Flushing out the secrets of student life

In TV shows and movies we often look to characters to be our heroes. It’s even more inspiring if they go through the same difficult experiences as we do — triumphing in the end.

Natasha Greenblatt and Maisie Jacobson, former Concordia and McGill students,respectively, are aiming to create a web series, entitled Flush, that looks deeply at the lives of everyday students, the trials and the unspoken struggles they trudge through. As an innovative and thought provoking twist, these five to nine-minute episodes are set exclusively in various bathrooms.

Jacobson and Greenblatt co-wrote the series together. Greenblatt describes the plot as “a story of people that go away to university [who] are dealing with all sorts of things, about who they are in an unfamiliar territory and deciding what they want to do with their lives, who they want to sleep with, how they want to deal with sex and with themselves, and what kind of person that they want to create.”

The series broaches topics such as friendship, intimacy, sexuality, abortion, losing oneself and being exposed to the harsh realities of growing up.

It was Jacobson’s idea to set the web series exclusively in bathroom settings because, as a private space, “it becomes a really great container for all of those themes.”

What’s creative about this series is that it looks at a greater span of time than just a summer or a year. Greenblatt, who stars as the main character, Lucy, stated: “in our first season we’re looking at her entire university career from the end of high school to the end of university. It’s a very different way of watching time pass,” adding, “we kind of wanted to show her evolution over a longer time.”

Jacobson agreed; “I think that university years are kind of neglected on television and I think that it’s a really important time for a lot of people and a really scary time… it’s a really fun period of time to explore too.”

The trailer for Flush was produced for a grant application through the Independent Production Fund (IPF) in hopes of receiving funding for the series that is to be shot.

“Our trailer ended up being a little darker than we meant it to be. Ultimately this show is about finding oneself creatively which can be a really hopeful and wonderful thing to experience,” said Jacobson.

The choice to stage every episode of the series in a bathroom setting is a unique choice because of the connotations of such a private space.

“A bathroom is a place where you’re able to take off your public persona but you’re also creating your public persona,” said Greenblatt. “It can investigate both of those things.”

“In some ways we’re looking at the bathroom as a place where people take [their] armour off but we’re also thinking of bathrooms as places where people get ready to face the world, like put on their armour. As young women, bathrooms and experiences that we have in front of the mirror are so weighted. It can be so wonderful and so horrible,” said Jacobson.
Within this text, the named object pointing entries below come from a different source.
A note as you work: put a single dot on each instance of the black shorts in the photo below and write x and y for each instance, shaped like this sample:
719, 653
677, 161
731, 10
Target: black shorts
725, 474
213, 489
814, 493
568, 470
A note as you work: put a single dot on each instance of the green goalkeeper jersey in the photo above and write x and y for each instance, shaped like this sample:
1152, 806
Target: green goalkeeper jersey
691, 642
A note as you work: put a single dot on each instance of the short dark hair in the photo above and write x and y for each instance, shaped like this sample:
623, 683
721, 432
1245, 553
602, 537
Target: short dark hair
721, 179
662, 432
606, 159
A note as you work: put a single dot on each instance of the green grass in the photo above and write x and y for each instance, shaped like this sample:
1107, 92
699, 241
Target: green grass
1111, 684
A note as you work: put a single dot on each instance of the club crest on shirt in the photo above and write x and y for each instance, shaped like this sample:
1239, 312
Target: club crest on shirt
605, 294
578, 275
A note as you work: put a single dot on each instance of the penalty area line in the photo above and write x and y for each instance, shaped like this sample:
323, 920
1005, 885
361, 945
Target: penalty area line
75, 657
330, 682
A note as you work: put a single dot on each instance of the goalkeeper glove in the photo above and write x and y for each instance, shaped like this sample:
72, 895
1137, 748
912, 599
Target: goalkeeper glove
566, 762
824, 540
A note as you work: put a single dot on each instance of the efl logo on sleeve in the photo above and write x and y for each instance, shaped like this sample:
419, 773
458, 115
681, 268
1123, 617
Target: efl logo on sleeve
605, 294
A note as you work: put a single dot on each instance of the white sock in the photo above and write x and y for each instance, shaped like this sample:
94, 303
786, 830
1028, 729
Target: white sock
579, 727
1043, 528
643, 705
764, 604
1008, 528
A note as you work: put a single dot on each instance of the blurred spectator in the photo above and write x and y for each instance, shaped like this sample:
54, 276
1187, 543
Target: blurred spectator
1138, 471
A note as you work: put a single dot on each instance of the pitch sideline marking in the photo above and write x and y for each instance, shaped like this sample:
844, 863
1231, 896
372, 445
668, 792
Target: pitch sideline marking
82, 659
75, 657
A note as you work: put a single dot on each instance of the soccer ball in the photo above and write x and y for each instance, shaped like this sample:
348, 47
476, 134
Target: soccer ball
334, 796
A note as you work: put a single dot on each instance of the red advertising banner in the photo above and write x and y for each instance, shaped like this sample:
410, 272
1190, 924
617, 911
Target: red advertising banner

“Bathrooms are also places that we engage in self-care a lot, but also places we engage in self-harm at times, so that’s also important in terms of how we see ourselves,” added Jacobson.  This dichotomy between public life and private life is a strong motif in the work, but more importantly it is meant to encourage people who go through similar experiences and can relate

“I think we’re definitely going for hope, but a complicated hope,” said Greenblatt.

The list of 250 applicants for the IPF competition will be shortlisted by April 7. The first round is based on the amount of views the trailer receives on YouTube before March 31. In order to produce the full web series Jacobson and Greenblatt need the funding, and to help them out you can check out the trailer and share it as much as possible.